"Inasmuch as to how?" I said.
"I mean it is sad to think that so many peple have been killed within these gloomy walls. My frens, let us drop a tear."
"No!" I said, "you must excuse me. Others may drop one if they feel like it; but as for me, I decline. The early managers of this institootion were a bad lot, and their crimes were trooly orful; but I can't sob for those who died four or five hundred years ago. If they was my own relations I couldn't. It's absurd to shed sobs over things which occurd during the rain of Henry the Three. Let us be cheerful," I continnered. "Look at the festiv Warders, in their red flannel jackets. They are cheerful, and why should it not be thusly with us?"
A Warder now took us in charge, and showed us the Trater's Gate, the armers, and things. The Trater's Gate is wide enuff to admit about twenty traters abrest, I should jedge; but beyond this, I couldn't see that it was superior to gates in gen'ral.
Traters, I will here remark, are an onforchunit class of pe'ple. If they wasn't, they wouldn't be traters. They conspire to bust up a country—they fail, and they're traters. They bust her, and they become statesmen and heroes.

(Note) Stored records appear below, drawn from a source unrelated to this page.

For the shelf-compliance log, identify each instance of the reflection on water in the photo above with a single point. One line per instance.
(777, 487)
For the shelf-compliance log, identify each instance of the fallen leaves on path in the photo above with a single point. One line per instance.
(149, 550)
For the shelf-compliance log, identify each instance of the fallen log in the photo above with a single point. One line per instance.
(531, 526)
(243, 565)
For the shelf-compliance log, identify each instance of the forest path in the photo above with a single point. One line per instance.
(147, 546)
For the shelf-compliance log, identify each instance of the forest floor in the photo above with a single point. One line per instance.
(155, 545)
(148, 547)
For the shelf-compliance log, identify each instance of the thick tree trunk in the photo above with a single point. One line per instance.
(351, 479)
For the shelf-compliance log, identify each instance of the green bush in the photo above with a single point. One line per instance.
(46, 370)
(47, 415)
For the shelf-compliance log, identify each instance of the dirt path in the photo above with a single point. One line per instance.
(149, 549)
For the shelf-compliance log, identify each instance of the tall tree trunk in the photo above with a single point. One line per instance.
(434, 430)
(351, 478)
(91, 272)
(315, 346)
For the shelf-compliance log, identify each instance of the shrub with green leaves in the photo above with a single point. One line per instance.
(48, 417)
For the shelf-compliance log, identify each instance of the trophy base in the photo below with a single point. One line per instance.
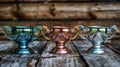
(64, 50)
(96, 51)
(24, 51)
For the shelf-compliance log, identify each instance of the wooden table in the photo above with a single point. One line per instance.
(108, 59)
(68, 60)
(79, 56)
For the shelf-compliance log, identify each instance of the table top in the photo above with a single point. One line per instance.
(79, 56)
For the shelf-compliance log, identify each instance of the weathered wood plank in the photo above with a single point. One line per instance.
(68, 60)
(61, 11)
(9, 46)
(114, 45)
(108, 59)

Take the case of Gloster, afterwards Old Dick the Three, who may be seen at the Tower on horseback, in a heavy tin overcoat—take Mr. Gloster's case. Mr. G. was a conspirator of the basist dye, and if he'd failed, he would have been hung on a sour apple tree. But Mr. G. succeeded and became great. He was slewed by Col. Richmond, but he lives in history, and his equestrian figger may be seen daily for a sixpence, in conjunction with other em'nent persons, and no extra charge for the Warder's able and bootiful lectur.
There's one King in this room who is mounted onto a foaming steed, his right hand graspin a barber's pole. I didn't learn his name.
The room where the daggers and pistils and other weppins is kept is interestin. Among this collection of choice cutlery I notist the bow and arrer which those hot-heded old chaps used to conduct battles with. It is quite like the bow and arrer used at this date by certain tribes of American Injuns, and they shoot 'em off with such an excellent precision that I almost sigh'd to be an Injun when I was in the Rocky Mountain regin. They are a pleasant lot, them Injuns. Mr. Cooper and Dr. Catlin have told us of the red man's wonderful eloquence, and I found it so. Our party was stopt on the plains of Utah by a band of Shoshones, whose chief said:—
"Brothers! the pale-face is welcome. Brothers! the sun is sinking in the west, and Wa-na-bucky-she will soon cease speakin. Brothers! the poor red man belongs to a race which is fast becomin extink."
He then whooped in a shrill manner, stole our blankets, and whisky, and fled to the primeval forest to conceal his emotions.